What he seems to be signalling is a delight in a powerful exciting and absorbing programme of music with which to end what has been another successful season for the orchestra in Huddersfield.
There will be powerful music by Brahms and Shostakovich from an orchestra in top form.
Add to that the presence of two star performers – conductor Richard Farnes and pianist Steven Osborne and the odds are on a memorable concert.
Charismatic conductor Richard Farnes is no stranger to the Orchestra of Opera North or to audiences in Huddersfield for whom he is something of a favourite.
Richard has been music director of Opera North for six years and has quickly established himself as one of the UK’s leading operatic conductors.
Today he is much in demand to conduct the big name opera companies and orchestras across the country.
That means the Royal Opera House, English National Opera and Scottish Opera.
Pianist Steven Osborne has performed with orchestras all over the world, including NHK Symphony, Bergen Philharmonic, Munich Philharmonic
and Berlin Symphony.
Born in Scotland in 1971, Steven Osborne studied with Richard Beauchamp at St Mary’s Music School in Edinburgh and Renna Kellaway at the Royal Northern College of Music in Manchester.
He won first prize at the Naumburg International Piano Competition (New York) and the Clara Haskil Competition.
Steven has received critical praise for his recordings and won many awards.
This a much anticipated concert with top talents playing some of the most powerful pieces in the classical repertoire.
When he plays the Brahms Piano Concerto No 2 in B Steven will be following in the footsteps of the composer.
The first time that the piece was heard was when Brahms himself played it at a private concert in Meiningen in October 1881.

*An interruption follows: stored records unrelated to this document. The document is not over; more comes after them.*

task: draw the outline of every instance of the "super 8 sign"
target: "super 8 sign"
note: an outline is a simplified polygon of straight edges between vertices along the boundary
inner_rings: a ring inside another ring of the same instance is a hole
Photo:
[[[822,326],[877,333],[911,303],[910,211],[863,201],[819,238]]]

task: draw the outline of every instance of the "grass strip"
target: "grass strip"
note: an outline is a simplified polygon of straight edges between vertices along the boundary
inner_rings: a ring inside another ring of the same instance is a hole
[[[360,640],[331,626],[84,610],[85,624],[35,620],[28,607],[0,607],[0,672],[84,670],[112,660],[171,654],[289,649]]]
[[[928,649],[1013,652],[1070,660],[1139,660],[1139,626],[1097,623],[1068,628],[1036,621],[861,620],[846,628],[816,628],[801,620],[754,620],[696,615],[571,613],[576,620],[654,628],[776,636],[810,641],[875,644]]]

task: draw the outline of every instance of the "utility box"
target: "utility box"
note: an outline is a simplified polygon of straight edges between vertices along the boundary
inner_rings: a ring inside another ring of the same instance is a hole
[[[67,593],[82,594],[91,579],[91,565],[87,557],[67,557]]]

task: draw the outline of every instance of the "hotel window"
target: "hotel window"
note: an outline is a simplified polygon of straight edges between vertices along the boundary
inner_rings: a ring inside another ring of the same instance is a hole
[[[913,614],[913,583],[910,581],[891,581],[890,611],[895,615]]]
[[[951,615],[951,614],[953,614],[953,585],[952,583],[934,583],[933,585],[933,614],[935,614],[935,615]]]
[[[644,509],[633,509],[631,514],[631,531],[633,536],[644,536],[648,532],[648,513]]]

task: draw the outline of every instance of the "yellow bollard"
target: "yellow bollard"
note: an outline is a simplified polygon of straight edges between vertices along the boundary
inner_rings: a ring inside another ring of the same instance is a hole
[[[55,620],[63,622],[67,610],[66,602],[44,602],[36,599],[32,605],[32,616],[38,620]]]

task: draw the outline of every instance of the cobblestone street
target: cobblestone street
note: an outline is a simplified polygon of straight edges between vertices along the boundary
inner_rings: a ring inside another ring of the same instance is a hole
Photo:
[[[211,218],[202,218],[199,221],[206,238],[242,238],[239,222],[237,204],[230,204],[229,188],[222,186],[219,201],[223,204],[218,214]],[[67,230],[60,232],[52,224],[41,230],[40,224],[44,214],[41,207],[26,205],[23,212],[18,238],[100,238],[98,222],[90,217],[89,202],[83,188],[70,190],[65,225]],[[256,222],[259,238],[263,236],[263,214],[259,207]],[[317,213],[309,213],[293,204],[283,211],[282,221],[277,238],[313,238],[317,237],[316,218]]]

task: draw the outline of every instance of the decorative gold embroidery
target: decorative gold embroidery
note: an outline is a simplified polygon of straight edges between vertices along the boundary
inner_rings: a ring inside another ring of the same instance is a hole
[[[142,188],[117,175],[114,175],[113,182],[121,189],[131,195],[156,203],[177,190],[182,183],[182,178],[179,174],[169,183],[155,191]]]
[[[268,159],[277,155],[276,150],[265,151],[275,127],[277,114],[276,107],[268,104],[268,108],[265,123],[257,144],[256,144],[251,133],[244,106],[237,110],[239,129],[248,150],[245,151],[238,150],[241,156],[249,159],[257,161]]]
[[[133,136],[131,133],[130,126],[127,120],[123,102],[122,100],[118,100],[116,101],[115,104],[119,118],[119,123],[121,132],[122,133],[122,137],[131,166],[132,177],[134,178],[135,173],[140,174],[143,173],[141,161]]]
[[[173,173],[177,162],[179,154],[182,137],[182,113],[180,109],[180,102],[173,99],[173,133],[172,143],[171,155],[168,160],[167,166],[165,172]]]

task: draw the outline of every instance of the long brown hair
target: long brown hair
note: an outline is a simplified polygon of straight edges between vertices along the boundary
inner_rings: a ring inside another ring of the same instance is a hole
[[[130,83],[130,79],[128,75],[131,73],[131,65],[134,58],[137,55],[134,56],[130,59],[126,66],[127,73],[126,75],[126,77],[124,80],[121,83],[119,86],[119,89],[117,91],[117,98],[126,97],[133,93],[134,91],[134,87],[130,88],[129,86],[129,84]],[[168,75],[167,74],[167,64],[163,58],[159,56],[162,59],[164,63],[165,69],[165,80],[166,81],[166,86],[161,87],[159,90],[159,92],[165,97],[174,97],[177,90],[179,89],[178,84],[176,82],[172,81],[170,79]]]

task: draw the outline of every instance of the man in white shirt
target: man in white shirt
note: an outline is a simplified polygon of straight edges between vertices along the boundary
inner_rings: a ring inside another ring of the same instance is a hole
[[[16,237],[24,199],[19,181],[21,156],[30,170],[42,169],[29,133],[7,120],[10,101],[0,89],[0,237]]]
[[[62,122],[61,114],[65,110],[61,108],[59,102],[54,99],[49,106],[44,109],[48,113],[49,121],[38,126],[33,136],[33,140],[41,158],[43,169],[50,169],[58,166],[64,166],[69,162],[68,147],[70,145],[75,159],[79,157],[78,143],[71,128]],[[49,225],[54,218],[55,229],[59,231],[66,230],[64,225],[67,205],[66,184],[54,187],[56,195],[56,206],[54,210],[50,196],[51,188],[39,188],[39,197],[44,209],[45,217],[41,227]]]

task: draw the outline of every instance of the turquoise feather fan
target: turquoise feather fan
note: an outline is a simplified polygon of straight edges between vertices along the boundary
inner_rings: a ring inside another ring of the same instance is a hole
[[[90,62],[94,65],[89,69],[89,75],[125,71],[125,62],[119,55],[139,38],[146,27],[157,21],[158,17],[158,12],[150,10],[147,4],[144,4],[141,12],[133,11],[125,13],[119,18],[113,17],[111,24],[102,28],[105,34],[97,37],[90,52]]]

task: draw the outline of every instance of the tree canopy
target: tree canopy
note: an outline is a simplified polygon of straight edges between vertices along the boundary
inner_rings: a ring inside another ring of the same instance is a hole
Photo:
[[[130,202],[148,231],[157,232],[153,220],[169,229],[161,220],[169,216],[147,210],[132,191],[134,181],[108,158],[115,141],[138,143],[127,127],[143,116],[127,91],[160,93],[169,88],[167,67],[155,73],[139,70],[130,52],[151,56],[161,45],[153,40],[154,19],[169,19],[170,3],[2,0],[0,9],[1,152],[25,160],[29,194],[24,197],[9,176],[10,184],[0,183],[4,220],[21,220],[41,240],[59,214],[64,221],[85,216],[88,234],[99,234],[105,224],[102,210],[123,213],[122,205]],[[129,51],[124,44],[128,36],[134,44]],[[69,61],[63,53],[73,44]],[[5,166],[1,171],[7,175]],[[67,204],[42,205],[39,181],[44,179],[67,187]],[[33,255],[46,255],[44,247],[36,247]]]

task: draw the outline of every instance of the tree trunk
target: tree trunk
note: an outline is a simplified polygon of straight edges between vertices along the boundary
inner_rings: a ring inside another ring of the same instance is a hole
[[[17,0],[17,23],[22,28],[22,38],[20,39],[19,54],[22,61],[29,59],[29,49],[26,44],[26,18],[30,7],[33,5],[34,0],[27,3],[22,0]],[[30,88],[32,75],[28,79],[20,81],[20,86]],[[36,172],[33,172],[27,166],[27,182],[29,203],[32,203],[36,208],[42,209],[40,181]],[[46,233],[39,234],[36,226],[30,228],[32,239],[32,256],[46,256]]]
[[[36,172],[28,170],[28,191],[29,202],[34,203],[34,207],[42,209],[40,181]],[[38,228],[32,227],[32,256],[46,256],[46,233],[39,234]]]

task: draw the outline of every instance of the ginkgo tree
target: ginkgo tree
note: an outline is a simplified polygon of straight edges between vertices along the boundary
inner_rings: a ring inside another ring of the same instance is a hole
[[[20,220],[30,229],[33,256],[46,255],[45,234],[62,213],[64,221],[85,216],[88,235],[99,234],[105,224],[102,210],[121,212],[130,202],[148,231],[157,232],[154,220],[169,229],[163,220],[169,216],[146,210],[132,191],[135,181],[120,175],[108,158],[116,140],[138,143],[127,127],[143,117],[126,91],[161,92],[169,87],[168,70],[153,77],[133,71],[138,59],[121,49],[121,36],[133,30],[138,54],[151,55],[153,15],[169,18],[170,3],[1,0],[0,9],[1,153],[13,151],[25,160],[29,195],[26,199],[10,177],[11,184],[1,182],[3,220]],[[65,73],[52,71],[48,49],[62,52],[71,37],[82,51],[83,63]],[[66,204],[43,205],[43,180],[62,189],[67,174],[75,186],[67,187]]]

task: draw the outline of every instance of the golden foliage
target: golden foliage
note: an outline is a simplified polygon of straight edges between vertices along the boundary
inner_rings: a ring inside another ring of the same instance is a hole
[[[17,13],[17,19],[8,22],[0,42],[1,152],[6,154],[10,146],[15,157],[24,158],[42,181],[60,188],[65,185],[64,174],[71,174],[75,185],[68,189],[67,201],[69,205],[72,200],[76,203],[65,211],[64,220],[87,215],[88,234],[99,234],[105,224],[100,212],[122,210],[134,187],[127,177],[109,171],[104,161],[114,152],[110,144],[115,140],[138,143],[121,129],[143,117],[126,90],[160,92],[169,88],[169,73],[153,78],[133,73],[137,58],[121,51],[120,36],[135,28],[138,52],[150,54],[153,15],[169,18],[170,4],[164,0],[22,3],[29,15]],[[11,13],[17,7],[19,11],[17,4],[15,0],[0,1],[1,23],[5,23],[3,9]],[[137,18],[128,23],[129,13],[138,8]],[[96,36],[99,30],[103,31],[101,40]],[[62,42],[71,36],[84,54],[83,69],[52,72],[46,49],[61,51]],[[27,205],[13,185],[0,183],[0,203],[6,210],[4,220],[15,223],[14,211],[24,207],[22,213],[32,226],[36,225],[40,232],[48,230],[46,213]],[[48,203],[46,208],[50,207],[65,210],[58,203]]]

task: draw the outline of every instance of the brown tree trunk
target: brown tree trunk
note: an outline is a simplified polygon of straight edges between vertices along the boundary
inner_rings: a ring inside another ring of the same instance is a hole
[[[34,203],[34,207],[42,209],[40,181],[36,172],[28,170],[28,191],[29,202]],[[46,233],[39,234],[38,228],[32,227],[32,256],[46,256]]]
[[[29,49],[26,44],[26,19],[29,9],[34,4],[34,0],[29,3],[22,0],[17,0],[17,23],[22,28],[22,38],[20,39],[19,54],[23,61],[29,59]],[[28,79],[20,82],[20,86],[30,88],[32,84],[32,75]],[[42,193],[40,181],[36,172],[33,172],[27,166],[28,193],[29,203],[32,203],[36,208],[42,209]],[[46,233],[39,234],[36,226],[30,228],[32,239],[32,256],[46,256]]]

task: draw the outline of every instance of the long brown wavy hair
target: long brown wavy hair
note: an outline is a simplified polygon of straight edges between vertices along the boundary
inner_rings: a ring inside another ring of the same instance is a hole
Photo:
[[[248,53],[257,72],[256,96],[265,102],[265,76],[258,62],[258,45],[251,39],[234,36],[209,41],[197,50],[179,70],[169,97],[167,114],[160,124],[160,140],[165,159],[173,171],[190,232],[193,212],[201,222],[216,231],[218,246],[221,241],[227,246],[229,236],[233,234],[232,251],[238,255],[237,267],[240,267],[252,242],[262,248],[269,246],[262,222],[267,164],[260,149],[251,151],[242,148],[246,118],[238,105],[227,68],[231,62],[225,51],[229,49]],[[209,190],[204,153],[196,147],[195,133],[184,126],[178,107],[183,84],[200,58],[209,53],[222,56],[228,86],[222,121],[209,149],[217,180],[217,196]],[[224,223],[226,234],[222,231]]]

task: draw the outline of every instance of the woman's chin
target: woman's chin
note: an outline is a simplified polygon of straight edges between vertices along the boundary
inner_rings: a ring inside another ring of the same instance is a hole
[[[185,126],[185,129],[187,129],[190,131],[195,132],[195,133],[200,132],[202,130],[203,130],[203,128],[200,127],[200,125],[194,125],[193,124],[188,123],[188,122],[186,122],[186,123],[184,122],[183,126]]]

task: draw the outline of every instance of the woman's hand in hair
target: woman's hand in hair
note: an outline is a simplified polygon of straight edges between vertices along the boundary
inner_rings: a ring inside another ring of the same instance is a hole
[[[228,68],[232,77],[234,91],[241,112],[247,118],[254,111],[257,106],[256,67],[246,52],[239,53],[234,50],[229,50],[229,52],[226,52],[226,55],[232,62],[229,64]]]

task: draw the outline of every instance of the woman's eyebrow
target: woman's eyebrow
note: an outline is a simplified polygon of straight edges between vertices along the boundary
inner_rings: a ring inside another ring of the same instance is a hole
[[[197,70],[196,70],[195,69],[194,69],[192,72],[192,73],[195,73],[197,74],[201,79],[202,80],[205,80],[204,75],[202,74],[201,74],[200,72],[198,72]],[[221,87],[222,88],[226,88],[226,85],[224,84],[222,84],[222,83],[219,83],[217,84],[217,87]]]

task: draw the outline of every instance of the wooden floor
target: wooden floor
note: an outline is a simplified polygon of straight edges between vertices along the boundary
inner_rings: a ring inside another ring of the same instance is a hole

He was also the pianist for the public premiere, in Budapest, on November 9 of that same year.
This has long been a classical favourite with its four movements scored for a full orchestra.
Brahms is said to have dedicated the piece to his piano teacher, German pianist and composer Eduard Marxsen.
The concert will also feature Shostakovich’s monumental Tenth Symphony.
This is a hugely emotional piece written in the Fifties by a composer who had lived and worked under the dictatorship of Stalin.
Shostakovich was one of many who fell foul of Stalin’s ideas and had his work condemned by the regime.
But this great composer survived and his Symphony No.10 in A expressed not just some of the emotional intensity of living under dictatorship but offered notes of hope that a change in the political climate might be around the corner.
Some say that Stalin himself is depicted by the ferocity of some of the music and that the triumphant finale is the composer, who died in 1975, expressing his own relief at having survived the Stalin era.
Powerful emotions then in what Kirklees Borough organist Dr Gordon Stewart, who is closely involved in shaping the concert series, describes as “one of my favourite pieces.”
There will be the regular pre-concert discussion in the main hall at 6.40pm for concert-goers to gain an extra insight into the evening’s performance.
Tickets are £7-£21.50 (plus concessions) from Kirklees Booking Offices, ticket hotline: 01484 223200.
The concert is on Thursday May 20 and begins at 7.30pm.
Plans are being made for pre-season talks about next winter’s concert series both in Huddersfield and Dewsbury and dates for those events are expected to be announced soon.